Tutto il primo tempo, perciò, scorre in un quasi completo equilibrio. L’Irlanda detiene la quasi totalità del possesso palla, questo si, ma non riesce nel monetizzarlo al meglio, raccogliendo solo nove punti. Tutti, tra l’altro, dal piede di un Sexton (apertura irlandese, fulcro dei verdi) più nervoso che mai – anche per i tanti colpi al limite che gli sono stati riservati dall’attentissima difesa galletta. Altra variabile, appunto, è proprio la cattiveria agonistica dei francesi, che ha fruttato nei primi quaranta minuti due sostituzioni irlandesi per infortunio e innumerevoli discese in campo del personale medico.
Per i primi 25 minuti del secondo tempo il tabellone non si muove e rimane costante anche il bollettino delle infermerie, soprattutto quella irlandese.

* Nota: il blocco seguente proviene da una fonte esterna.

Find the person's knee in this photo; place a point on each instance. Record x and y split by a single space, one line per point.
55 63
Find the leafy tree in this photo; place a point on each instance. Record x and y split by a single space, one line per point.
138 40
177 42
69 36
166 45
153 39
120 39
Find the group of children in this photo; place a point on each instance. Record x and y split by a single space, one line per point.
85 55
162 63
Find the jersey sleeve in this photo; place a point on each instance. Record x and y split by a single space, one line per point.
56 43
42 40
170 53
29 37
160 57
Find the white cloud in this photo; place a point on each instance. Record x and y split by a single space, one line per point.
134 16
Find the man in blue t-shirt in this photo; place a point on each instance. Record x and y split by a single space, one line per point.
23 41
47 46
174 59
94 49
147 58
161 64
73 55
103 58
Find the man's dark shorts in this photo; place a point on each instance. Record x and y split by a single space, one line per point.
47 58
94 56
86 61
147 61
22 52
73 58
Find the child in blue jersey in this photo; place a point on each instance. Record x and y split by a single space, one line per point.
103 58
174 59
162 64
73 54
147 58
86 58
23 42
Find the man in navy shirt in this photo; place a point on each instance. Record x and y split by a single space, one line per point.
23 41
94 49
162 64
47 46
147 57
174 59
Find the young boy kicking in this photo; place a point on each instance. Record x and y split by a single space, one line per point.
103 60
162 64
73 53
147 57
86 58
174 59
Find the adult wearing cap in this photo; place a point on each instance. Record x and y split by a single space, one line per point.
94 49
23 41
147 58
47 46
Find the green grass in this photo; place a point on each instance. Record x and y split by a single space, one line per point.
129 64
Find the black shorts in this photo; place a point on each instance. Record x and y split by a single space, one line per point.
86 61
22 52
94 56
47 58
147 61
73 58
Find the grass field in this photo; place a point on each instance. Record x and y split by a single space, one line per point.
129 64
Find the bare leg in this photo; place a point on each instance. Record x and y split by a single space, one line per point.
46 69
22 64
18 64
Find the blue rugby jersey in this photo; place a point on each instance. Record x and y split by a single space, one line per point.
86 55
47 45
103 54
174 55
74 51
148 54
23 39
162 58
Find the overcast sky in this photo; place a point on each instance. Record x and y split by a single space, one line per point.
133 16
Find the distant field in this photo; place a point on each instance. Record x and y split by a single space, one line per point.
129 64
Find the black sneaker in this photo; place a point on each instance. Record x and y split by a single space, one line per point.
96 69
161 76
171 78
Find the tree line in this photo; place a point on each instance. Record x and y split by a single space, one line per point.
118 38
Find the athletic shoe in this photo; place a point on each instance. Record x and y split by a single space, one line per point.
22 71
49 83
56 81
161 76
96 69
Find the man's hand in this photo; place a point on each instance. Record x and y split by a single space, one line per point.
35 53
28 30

Quattro minuti di mischia sotto i pali dei folletti portano a una meravigliosa meta dell’estremo francese Medard, grazie a una grande invenzione tattica dei mediani: mantenere il focus sui primi otto, lasciando pensare di stare lì a combattere a oltranza, per far uscire velocemente l’ovale e segnare in prima fase.
Nei restanti dieci minuti gli irlandesi non riescono a risalire il campo. La Francia porta a casa uno storico risultato per quelle che erano le premesse e si candida per la conquista del Grand Slam. L’Irlanda, al contrario, da campione in carica e massima favorita che era, si trova a dover fronteggiare una situazione che la vede quasi impossibilitata alla vittoria finale.
GALLES VS SCOZIA
Sulla carta non ci sarebbe dovuta essere storia. Sul campo influiscono tante variabili. Il prologo non cambia al Millennium Stadium di Cardiff dove i dragoni gallesi ospitano gli highlanders scozzesi. L’equilibrio, anche qui, è costante e viene rotto solo grazie a un clamoroso errore arbitrale che regala la prima meta del match a una comunque bella corsa del mediano gallese – frutto, però, di un fuorigioco ben visibile eppure non rilevato.
Immediatamente dopo, la Scozia comincia la sua sinfonia di cornamuse, stonando poco e infilando un multifase praticamente perfetto per la conclusione in meta dopo un calcio a scavalcare al limite dei cinque metri. La battaglia procede poi in prevalentemente in mischia e nei punti d’incontro – entrambe, fasi non sempre ben gestite dal direttore di gara. I primi quaranta, si chiudono con il vantaggio scozzese per 13 a 10, ottima sintesi delle cose viste in campo.
Il secondo tempo inizia di nuovo in equilibrio, rotto dal pareggio gallese e dal successivo sorpasso, sempre al piede, delle cornamuse. Al sessantacinquesimo un altro grossolano errore arbitrale in una mischia chiusa sotto i pali scozzesi, regala il sorpasso con la marcatura pesante per i gallesi. Cominciano a sorgere i dubbi sulla gestione di gara, se non per una non provata faziosità, quantomeno per una chiara e colpevole incompetenza – non perdonabile a questi livelli.
Cinque minuti dopo, l’ala North porta dietro i pali l’ovale passando la difesa scozzese – disorganizzata e demoralizzata – chiudendo definitivamente la partita e rendendo inutile anche la splendida mete in chiusura del centro scozzese. Finisce, 27 a 23 per i rossi, di cui i punti decisivi segnati tutti negli ultimi dieci minuti.
Un match su cui, però, rimane l’amaro in bocca per un’occasione mancata – l’ennesima – per la Scozia. Questa volta la colpa non può essere loro, per lo meno non può esserlo completamente, dato che le prime due mete gallesi – a rigor di regolamento – erano inesistenti.